Together with Audi, Bosch has developed the diesel-injection system for the successful Audi R10 TDI racing cars, supplying high-pressure pumps, injectors, and the engine control unit for the motor-racing common-rail system. At the world-famous long-distance race in Le Mans, France, on June 18, 2006, the two racing cars came in first and third. With this result, the two companies have notched up a further success for their motor-racing alliance: in past years, Audi won several races in Le Mans with the predecessor model, the R8, whose FSI direct injection system was also developed together with Bosch. “We are pleased that this year we were able to play our part in racing success with our innovative diesel injection equipment,” says Dr. Ulrich Dohle, president of the Bosch Diesel Systems division. “In recent years, high performance and low consumption have already helped the diesel engine to success in series-produced models. Now, the diesel has also shown what it can do on the race track.”

As development partner, Bosch supplies the specially adjusted high-pressure pumps and piezo-inline injectors for the common-rail injection system installed in the R10 TDI. Its engineers have also used the specific racing know-how of Audi Sport as the basis for developing the new electronic control unit for the car’s 12-cylinder engine. When developing the injection system, the greatest challenge was the variable control of the extremely high injection pressure. Bosch also supplies the telemetrics system that ensures an uninterrupted transmission of data from the vehicles to the pits during the race.

Bosch has pooled all its motor racing activities into one separate unit, “Bosch Motorsport.” It is part of Bosch Engineering GmbH, the Bosch subsidiary that specializes in engineering services. Motor racing services at Bosch can look back on a long tradition: as early as 1903, Bosch engineering first helped racing drivers to victory.

The Bosch Group is a leading global manufacturer of automotive and industrial technology, consumer goods, and building technology. In fiscal 2005, some 251,000 associates generated sales of 41.5 billion euros. Set up in Stuttgart in 1886 by Robert Bosch (1861-1942) as “Workshop for Precision Mechanics and Electrical Engineering,” the Bosch Group today comprises a manufacturing, sales, and after-sales service network of more than 280 subsidiaries and more than 12,000 Bosch service centers in over 140 countries.

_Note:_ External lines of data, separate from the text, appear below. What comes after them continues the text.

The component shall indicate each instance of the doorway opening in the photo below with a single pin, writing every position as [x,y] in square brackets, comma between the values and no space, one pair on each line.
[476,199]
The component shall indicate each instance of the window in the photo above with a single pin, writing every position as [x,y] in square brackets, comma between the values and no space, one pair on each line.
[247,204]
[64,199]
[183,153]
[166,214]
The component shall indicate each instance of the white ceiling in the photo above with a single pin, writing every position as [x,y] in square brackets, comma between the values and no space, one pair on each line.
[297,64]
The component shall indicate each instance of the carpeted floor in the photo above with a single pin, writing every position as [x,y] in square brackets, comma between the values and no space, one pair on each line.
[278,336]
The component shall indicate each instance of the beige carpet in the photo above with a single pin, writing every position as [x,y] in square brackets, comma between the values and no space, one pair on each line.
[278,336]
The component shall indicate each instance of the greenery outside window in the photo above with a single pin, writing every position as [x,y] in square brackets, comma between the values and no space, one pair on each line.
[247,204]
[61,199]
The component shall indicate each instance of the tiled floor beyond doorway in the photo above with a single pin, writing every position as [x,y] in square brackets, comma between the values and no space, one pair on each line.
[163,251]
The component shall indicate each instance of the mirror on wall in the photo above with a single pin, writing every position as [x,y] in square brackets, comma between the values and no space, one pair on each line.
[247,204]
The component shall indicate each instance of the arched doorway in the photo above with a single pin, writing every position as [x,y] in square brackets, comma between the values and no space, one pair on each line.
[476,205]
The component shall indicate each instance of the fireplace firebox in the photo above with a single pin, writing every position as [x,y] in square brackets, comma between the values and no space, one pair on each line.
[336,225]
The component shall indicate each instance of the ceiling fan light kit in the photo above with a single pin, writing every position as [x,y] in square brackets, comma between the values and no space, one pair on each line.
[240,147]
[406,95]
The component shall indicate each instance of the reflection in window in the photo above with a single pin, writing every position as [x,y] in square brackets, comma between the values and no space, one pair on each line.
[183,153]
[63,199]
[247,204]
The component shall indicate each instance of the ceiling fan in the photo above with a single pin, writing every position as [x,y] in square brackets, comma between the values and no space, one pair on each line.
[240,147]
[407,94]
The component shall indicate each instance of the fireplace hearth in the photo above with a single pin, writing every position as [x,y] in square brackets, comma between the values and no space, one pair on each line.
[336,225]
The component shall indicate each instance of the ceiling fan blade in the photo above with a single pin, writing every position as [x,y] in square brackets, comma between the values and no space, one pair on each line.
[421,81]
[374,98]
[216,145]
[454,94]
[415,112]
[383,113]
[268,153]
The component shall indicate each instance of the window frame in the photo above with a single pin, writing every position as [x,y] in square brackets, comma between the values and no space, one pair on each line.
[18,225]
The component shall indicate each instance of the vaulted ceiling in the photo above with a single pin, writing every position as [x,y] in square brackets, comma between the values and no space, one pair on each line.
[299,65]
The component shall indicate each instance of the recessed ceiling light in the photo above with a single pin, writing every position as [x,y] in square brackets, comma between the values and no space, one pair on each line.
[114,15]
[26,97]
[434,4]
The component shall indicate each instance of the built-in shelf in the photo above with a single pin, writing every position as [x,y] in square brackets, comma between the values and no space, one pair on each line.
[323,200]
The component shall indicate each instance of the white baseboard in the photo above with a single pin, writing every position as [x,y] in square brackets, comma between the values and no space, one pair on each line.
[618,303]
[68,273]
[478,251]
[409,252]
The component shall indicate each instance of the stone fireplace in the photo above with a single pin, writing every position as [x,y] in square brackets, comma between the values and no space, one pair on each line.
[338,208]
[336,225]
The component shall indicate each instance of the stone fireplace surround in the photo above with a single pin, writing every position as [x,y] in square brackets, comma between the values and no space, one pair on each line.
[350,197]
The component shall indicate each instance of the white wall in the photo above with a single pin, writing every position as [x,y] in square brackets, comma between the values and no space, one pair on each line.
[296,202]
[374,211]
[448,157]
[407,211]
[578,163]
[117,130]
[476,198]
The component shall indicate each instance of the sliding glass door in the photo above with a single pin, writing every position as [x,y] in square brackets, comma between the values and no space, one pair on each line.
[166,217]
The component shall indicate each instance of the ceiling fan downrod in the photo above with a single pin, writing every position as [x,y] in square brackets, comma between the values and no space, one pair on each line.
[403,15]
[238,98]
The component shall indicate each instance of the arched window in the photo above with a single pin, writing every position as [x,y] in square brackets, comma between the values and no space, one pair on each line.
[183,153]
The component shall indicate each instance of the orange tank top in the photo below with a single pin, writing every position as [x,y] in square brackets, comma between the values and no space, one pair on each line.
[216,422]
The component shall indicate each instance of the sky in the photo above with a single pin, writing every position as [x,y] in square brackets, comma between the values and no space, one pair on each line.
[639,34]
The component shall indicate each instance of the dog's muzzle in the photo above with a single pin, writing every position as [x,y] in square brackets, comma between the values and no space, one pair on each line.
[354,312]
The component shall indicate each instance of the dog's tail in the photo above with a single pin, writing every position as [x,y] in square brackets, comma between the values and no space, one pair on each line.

The special ownership structure of the Bosch Group guarantees its financial independence and entrepreneurial freedom. It makes it possible for the company to undertake significant up-front investments in the safeguarding of its future, as well as to do justice to its social responsibility in a manner reflective of the spirit and will of its founder. 92 % of the shares of Robert Bosch GmbH are held by the charitable foundation Robert Bosch Stiftung. The entrepreneurial ownership functions are carried out by Robert Bosch Industrietreuhand KG.